The software, written by Tom McGlynn and his team, is all available for downloading and external use. The comments here apply to Web Version 4.1, with version 3.2 of their Geometry Engine. A new interface is currently (2002-02-01) on beta-test and allows the interface to be customized; a few functions did not seem to be working correctly when tested.

Overall the SkyView facilities for image selection and display are so comprehensive, and so well covered by the documentation, that it is hard to think of features still lacking. But it must be noted that facility has been provided entirely using local storage, by taking copies of datasets produced elsewhere and, where necessary, reformatting them to suit SkyView. It was, apparently, decided when Skyview was designed that the Internet did not have enough bandwidth to allow the retrieval of images from remote sites.

SkyMorph specialises in searches for variable, moving or transient objects. It provides convenient access to optical images and catalogs generated by the Near Earth Asteroid Tracking (NEAT) program. These include more than 67,000 CCD images covering a large fraction of the sky. The same region is typically observed several times each night, and is revisited on monthly and yearly timescales. SkyMorph appars to be based on Skyview, and seems to have few unique features of VO importance, but it is one of the few services which supports the time dimension, which AstroGrid must not neglect.

4.1.10 Skycat, GAIA, and JSkyCat

SkyCat is an image display tool developed by Allan Brighton and colleagues as part of the ESO VLT project.

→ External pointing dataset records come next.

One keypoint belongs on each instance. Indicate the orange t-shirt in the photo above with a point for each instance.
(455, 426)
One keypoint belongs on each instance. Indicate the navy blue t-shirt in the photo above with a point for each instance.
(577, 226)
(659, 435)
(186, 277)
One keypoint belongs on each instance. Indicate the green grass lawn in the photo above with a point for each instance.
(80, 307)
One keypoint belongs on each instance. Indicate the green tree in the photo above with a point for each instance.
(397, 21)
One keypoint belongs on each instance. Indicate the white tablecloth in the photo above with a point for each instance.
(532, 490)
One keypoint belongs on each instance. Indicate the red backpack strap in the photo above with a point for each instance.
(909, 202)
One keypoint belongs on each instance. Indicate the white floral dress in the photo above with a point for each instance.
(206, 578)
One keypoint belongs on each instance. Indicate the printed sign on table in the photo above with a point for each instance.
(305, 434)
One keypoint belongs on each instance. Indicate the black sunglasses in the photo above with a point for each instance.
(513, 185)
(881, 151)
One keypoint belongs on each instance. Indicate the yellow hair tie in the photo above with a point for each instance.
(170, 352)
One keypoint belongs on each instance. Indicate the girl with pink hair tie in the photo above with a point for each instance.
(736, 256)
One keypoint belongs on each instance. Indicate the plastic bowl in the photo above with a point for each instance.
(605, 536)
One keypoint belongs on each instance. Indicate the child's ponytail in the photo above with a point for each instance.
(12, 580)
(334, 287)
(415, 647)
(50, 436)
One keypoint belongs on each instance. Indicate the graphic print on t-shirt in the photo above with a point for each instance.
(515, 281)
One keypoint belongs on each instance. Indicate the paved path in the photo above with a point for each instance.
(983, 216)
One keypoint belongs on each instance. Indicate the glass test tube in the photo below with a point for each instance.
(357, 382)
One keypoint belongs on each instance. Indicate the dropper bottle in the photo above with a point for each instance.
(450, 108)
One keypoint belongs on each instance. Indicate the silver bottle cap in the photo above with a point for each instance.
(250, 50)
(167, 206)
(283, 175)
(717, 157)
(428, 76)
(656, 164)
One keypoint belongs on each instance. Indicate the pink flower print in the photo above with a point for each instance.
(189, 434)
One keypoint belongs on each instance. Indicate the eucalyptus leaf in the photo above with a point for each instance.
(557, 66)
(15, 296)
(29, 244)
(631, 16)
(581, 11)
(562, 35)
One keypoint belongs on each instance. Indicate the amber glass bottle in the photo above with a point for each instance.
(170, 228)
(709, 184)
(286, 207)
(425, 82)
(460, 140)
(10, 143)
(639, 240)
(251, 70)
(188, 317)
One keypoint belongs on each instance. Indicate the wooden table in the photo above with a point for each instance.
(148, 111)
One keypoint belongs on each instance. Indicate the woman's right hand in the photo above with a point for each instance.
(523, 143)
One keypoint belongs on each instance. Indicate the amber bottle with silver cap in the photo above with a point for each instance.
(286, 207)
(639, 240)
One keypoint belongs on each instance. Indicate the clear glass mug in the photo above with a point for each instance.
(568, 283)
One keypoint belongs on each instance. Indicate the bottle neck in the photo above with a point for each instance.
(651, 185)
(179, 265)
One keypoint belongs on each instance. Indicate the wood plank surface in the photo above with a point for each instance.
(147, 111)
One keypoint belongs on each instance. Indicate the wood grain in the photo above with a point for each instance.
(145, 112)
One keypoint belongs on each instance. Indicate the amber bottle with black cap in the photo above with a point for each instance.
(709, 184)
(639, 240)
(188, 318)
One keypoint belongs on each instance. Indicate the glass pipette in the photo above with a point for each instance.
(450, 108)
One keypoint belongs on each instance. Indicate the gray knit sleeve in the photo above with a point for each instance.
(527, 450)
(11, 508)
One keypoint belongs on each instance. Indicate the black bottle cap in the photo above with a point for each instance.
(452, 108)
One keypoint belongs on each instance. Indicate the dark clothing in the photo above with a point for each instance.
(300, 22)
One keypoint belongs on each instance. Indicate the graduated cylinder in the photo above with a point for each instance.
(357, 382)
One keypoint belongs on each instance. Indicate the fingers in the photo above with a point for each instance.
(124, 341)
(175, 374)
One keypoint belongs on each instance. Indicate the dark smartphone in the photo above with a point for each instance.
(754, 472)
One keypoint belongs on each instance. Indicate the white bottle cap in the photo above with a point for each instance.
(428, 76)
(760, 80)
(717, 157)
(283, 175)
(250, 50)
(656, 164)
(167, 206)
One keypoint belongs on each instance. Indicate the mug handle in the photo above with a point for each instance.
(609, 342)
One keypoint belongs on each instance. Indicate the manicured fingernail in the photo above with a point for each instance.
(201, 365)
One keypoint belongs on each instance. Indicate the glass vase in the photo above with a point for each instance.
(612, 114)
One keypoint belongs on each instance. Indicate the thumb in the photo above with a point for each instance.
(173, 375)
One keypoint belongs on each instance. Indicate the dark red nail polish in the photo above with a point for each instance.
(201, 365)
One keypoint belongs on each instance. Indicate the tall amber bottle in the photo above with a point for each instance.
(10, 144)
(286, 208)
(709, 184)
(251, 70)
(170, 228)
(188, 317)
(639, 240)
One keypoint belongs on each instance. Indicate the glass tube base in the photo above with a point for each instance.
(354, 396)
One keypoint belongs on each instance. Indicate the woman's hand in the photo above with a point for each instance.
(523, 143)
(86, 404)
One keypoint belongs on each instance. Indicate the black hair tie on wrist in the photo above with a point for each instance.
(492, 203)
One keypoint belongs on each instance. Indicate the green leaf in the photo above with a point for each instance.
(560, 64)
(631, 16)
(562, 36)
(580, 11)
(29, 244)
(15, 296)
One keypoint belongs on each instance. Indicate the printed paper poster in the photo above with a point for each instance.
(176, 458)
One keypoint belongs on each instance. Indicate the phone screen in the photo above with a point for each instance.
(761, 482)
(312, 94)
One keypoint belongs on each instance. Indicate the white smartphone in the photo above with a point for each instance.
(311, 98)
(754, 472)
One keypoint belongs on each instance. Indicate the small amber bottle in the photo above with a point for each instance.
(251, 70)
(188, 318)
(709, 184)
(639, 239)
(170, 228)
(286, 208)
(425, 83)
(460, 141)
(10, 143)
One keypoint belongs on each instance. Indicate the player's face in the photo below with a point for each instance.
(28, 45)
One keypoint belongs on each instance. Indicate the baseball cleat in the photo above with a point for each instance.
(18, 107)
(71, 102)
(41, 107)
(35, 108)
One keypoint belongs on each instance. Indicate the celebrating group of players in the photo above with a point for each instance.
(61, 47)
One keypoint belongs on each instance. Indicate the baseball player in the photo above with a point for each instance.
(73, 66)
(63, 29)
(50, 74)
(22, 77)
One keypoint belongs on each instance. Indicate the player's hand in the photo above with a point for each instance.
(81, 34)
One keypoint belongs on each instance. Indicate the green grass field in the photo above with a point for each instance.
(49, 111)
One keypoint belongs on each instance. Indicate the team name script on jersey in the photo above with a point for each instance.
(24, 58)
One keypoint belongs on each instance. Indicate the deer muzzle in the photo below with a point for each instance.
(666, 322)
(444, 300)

GAIA is an enhancement of SkyCat by Starlink, which has added numerous astronomical analysis facilities, including: astrometric calibration, automatic object detection and aperture, optimal and surface photometry. Both SkyCat and GAIA are mostly concerned with accessing local files. However, they both contain some limited facilities for accessing remote catalogues and image surveys. GAIA's facilities in this area are identical to SkyCat's and the following notes apply to both applications.

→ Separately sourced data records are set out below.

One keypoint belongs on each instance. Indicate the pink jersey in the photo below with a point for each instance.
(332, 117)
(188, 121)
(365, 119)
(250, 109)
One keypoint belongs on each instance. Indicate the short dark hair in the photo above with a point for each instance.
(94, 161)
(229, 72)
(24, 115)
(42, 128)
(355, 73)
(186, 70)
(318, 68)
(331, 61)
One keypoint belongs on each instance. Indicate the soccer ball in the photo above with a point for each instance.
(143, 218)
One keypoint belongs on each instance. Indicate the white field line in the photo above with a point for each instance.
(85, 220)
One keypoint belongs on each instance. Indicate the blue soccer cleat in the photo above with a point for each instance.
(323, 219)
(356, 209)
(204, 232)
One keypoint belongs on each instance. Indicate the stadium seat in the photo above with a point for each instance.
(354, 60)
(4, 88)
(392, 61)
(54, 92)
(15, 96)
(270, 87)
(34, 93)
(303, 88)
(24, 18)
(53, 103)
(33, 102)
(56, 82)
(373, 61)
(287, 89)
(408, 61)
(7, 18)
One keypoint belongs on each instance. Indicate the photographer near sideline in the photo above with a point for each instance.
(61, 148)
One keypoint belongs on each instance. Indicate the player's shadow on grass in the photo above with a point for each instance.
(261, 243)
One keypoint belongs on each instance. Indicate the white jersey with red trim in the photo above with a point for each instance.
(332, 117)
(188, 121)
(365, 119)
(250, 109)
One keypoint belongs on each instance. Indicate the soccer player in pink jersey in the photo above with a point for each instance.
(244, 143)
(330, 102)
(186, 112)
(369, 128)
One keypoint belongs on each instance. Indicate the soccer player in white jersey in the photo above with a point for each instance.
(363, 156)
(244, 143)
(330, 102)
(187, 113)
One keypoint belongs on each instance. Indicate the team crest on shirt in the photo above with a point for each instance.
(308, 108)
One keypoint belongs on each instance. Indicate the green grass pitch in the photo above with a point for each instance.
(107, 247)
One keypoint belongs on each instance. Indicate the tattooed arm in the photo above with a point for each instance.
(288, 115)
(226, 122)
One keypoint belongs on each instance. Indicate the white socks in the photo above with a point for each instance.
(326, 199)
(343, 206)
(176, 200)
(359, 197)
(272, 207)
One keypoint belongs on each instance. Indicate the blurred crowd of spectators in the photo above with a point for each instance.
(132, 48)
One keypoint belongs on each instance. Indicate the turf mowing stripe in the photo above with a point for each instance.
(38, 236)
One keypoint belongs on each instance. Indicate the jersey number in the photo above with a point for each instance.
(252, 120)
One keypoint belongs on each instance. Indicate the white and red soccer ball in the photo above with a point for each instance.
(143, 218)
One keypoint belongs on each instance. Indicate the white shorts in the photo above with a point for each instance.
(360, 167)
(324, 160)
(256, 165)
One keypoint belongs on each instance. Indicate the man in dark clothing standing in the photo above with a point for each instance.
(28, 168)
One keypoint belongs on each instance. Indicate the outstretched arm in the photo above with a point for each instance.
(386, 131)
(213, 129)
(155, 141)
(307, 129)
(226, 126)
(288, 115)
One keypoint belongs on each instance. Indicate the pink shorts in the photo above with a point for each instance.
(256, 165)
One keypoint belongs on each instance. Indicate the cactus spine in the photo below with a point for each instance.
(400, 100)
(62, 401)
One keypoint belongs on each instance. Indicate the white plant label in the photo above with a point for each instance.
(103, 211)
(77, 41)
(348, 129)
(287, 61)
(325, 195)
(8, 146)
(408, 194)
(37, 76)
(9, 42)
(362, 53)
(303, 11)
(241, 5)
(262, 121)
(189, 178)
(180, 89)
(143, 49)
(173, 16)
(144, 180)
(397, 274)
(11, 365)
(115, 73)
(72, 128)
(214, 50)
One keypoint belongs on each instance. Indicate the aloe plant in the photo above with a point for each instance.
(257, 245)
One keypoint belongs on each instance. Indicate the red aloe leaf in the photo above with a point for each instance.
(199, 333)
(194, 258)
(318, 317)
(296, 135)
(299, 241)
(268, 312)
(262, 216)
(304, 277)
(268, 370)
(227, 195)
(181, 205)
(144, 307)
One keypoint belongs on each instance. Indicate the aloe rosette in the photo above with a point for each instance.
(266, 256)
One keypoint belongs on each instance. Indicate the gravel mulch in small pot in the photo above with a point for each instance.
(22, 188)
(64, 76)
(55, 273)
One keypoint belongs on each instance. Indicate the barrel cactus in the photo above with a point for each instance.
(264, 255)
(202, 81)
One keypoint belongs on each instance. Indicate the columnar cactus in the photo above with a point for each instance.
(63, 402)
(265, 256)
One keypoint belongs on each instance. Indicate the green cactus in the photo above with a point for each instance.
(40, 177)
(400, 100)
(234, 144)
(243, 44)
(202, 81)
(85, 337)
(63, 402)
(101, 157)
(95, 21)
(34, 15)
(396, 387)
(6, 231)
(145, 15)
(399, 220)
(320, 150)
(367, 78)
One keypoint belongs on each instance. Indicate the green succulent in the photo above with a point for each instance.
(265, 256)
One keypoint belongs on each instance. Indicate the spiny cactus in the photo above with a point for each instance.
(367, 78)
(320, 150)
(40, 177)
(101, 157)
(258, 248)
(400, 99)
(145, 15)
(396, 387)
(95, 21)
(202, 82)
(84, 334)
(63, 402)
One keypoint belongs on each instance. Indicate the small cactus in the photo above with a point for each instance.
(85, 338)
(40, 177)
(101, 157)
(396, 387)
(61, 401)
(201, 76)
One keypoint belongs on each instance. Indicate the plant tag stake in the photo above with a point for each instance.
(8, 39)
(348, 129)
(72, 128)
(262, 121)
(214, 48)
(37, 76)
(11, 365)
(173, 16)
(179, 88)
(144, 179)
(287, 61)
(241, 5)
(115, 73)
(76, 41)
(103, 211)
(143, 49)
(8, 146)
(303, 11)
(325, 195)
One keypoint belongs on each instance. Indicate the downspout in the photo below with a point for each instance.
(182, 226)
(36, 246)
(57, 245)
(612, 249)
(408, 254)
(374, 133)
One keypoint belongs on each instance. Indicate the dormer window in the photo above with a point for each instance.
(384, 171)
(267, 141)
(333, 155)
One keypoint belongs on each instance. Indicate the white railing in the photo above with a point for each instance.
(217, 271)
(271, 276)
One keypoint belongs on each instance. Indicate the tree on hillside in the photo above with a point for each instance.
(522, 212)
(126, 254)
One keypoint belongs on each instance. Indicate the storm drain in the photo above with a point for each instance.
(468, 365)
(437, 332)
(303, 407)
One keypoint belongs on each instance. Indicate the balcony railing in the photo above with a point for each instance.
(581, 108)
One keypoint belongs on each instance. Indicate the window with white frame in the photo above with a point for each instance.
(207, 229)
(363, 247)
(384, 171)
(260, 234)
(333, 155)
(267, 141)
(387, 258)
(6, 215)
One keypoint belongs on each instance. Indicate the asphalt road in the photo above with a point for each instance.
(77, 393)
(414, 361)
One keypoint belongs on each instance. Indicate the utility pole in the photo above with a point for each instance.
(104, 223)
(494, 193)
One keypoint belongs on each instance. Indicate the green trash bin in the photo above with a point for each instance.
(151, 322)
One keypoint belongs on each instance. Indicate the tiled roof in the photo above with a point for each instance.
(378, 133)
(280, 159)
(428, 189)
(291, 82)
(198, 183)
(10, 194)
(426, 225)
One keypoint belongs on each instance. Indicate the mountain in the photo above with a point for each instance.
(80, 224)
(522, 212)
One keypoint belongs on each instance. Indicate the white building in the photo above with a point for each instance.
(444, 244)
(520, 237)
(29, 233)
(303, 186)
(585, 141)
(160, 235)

SkyCat and GAIA can access a reasonably extensive remote collection of standard astronomical catalogues and a few image surveys, principally the HST Digitised Sky Survey (DSS). The principal purpose of remote catalogue searches in SkyCat and GAIA is to find objects which overlay an image that has already been displayed by the application (though searches can be made which are not connected with any image). Consequently, the only type of remote search supported is the "cone search" to find objects within a specified angular separation (or `radius') of a specified central celestial coordinate. Optionally, the name of an astronomical object may be given instead of a central coordinate and the SIMBAD or NED name-resolver is used to replace the object name with the corresponding coordinates. For some catalogues additional selections are also supported on pre-defined columns. For example, it may be possible to select objects which lie in the specified region of sky and which also lie within a given magnitude range.

Regions of sky can be extracted from image surveys by specifying the central coordinates and size of the field required. Again, optionally, an object name can be substituted for the central coordinates.

Skycat and GAIA have a convenient user-interface which is well-integrated with the rest of the display functions. Retrieved objects are automatically plotted on top of a displayed image if they overlay it. It is easy to highlight a given object in both a table of the selected objects and in an image overlay plot.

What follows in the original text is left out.